Table#

A Table object is the core abstraction of the Table API. Similar to how the DataStream API has DataStream, the Table API is built around Table.

A Table object describes a pipeline of data transformations. It does not contain the data itself in any way. Instead, it describes how to read data from a table source, and how to eventually write data to a table sink. The declared pipeline can be printed, optimized, and eventually executed in a cluster. The pipeline can work with bounded or unbounded streams which enables both streaming and batch scenarios.

By the definition above, a Table object can actually be considered as a view in SQL terms.

The initial Table object is constructed by a TableEnvironment. For example, from_path() obtains a table from a catalog. Every Table object has a schema that is available through get_schema(). A Table object is always associated with its original table environment during programming.

Every transformation (i.e. select()} or filter() on a Table object leads to a new Table object.

Use execute() to execute the pipeline and retrieve the transformed data locally during development. Otherwise, use execute_insert() to write the data into a table sink.

Many methods of this class take one or more Expression as parameters. For fluent definition of expressions and easier readability, we recommend to add a star import:

Example:

>>> from pyflink.table.expressions import *

Check the documentation for more programming language specific APIs.

The following example shows how to work with a Table object.

Example:

>>> from pyflink.table import EnvironmentSettings, TableEnvironment
>>> from pyflink.table.expressions import *
>>> env_settings = EnvironmentSettings.in_streaming_mode()
>>> t_env = TableEnvironment.create(env_settings)
>>> table = t_env.from_path("my_table").select(col("colA").trim(), col("colB") + 12)
>>> table.execute().print()

Table.add_columns(*fields)

Adds additional columns.

Table.add_or_replace_columns(*fields)

Adds additional columns.

Table.aggregate(func)

Performs a global aggregate operation with an aggregate function.
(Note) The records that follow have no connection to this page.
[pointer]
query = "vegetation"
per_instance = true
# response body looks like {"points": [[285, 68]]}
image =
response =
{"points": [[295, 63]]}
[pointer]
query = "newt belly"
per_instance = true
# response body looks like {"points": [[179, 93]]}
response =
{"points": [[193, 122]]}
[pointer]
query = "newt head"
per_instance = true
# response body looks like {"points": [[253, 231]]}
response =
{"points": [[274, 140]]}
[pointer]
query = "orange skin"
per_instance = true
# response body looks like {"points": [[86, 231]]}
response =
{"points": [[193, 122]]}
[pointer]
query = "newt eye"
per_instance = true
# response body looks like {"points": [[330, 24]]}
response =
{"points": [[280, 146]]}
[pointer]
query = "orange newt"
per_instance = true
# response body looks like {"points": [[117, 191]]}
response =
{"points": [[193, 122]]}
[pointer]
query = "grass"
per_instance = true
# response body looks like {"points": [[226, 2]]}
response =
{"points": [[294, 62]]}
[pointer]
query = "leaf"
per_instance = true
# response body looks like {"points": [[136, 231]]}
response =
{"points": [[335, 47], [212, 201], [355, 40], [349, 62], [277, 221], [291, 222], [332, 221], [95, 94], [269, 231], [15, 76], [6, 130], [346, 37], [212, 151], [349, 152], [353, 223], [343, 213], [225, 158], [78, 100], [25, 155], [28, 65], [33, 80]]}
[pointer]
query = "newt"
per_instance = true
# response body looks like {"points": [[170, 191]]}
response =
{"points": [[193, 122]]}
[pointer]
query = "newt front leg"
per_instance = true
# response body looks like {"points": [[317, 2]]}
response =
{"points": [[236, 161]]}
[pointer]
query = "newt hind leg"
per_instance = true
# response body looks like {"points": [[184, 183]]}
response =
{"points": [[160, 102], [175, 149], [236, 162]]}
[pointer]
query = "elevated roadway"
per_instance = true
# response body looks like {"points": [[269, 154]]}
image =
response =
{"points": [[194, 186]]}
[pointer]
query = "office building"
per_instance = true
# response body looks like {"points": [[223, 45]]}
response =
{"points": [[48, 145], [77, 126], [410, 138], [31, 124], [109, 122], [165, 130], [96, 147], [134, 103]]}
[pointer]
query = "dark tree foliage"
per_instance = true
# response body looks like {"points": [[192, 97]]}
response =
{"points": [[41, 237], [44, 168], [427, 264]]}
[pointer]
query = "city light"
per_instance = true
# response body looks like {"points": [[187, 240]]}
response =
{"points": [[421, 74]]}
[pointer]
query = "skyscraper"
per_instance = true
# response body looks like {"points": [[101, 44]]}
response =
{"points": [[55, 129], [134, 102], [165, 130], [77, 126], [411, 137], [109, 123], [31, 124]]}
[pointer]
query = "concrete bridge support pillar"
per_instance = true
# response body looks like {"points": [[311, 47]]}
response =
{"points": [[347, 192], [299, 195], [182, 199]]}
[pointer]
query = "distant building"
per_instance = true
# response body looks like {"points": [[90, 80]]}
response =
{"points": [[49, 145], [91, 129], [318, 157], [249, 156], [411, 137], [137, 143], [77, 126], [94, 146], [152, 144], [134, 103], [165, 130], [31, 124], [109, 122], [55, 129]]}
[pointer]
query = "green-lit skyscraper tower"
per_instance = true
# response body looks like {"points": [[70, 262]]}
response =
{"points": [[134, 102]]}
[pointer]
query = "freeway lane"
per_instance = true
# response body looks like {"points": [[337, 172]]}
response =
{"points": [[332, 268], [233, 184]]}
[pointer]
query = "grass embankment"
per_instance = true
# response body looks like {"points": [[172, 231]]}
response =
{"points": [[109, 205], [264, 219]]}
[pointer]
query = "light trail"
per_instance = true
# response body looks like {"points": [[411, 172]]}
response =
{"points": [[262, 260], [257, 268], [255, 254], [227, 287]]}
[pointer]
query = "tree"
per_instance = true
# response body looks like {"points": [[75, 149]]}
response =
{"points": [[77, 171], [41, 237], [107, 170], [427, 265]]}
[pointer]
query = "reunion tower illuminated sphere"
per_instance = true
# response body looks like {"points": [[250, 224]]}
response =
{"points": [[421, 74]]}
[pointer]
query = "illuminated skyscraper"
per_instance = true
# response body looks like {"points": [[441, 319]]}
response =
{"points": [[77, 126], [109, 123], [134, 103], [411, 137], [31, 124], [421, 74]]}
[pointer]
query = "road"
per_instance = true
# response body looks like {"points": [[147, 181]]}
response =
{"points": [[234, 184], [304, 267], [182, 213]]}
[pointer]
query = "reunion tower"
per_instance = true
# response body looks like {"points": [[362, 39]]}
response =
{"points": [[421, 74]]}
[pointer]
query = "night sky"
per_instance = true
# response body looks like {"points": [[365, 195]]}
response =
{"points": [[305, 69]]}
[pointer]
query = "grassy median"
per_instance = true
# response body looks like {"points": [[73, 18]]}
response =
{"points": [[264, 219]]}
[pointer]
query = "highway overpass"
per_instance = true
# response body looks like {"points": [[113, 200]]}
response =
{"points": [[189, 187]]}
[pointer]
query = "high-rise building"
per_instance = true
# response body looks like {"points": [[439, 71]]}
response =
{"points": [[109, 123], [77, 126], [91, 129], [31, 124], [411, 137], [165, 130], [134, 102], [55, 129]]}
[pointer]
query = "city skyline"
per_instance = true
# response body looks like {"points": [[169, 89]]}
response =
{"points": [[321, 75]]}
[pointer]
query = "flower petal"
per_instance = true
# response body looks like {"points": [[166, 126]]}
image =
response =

Table.alias(field, *fields)

Renames the fields of the expression result.

Table.distinct()

Removes duplicate values and returns only distinct (different) values.

Table.drop_columns(*fields)

Drops existing columns.

Table.drop_columns(*fields)

Drops existing columns.

Table.execute()

Collects the contents of the current table local client.

Table.execute_insert(table_path_or_descriptor)

  1. When target_path_or_descriptor is a tale path:

Table.explain(*extra_details)

Returns the AST of this table and the execution plan.

Table.fetch(fetch)

Limits a (possibly sorted) result to the first n rows.

Table.filter(predicate)

Filters out elements that don't pass the filter predicate.

Table.flat_aggregate(func)

Perform a global flat_aggregate without group_by.

Table.flat_map(func)

Performs a flatMap operation with a user-defined table function.

Table.full_outer_join(right, join_predicate)

Joins two Table.

Table.get_schema()

Returns the TableSchema of this table.

Table.group_by(*fields)

Groups the elements on some grouping keys.

Table.intersect(right)

Intersects two Table with duplicate records removed.

Table.intersect_all(right)

Intersects two Table.

Table.join(right[, join_predicate])

Joins two Table.

Table.join_lateral(table_function_call[, ...])

Joins this Table with an user-defined TableFunction.

Table.left_outer_join(right[, join_predicate])

Joins two Table.

Table.left_outer_join_lateral(...[, ...])

Joins this Table with an user-defined TableFunction.

Table.limit(fetch[, offset])

Limits a (possibly sorted) result to the first n rows.

Table.map(func)

Performs a map operation with a user-defined scalar function.

Table.minus(right)

Minus of two Table with duplicate records removed.

Table.minus_all(right)

Minus of two Table.

Table.offset(offset)

Limits a (possibly sorted) result from an offset position.

Table.order_by(*fields)

Sorts the given Table.

Table.over_window(*over_windows)

Defines over-windows on the records of a table.

Table.print_schema()

Prints the schema of this table to the console in a tree format.

Table.rename_columns(*fields)

Renames existing columns.

Table.right_outer_join(right, join_predicate)

Joins two Table.

Table.select(*fields)

Performs a selection operation.

Table.to_pandas()

Converts the table to a pandas DataFrame.

Table.union(right)

Unions two Table with duplicate records removed.

Table.union_all(right)

Unions two Table.

Table.where(predicate)

Filters out elements that don't pass the filter predicate.

Table.window(window)

Defines group window on the records of a table.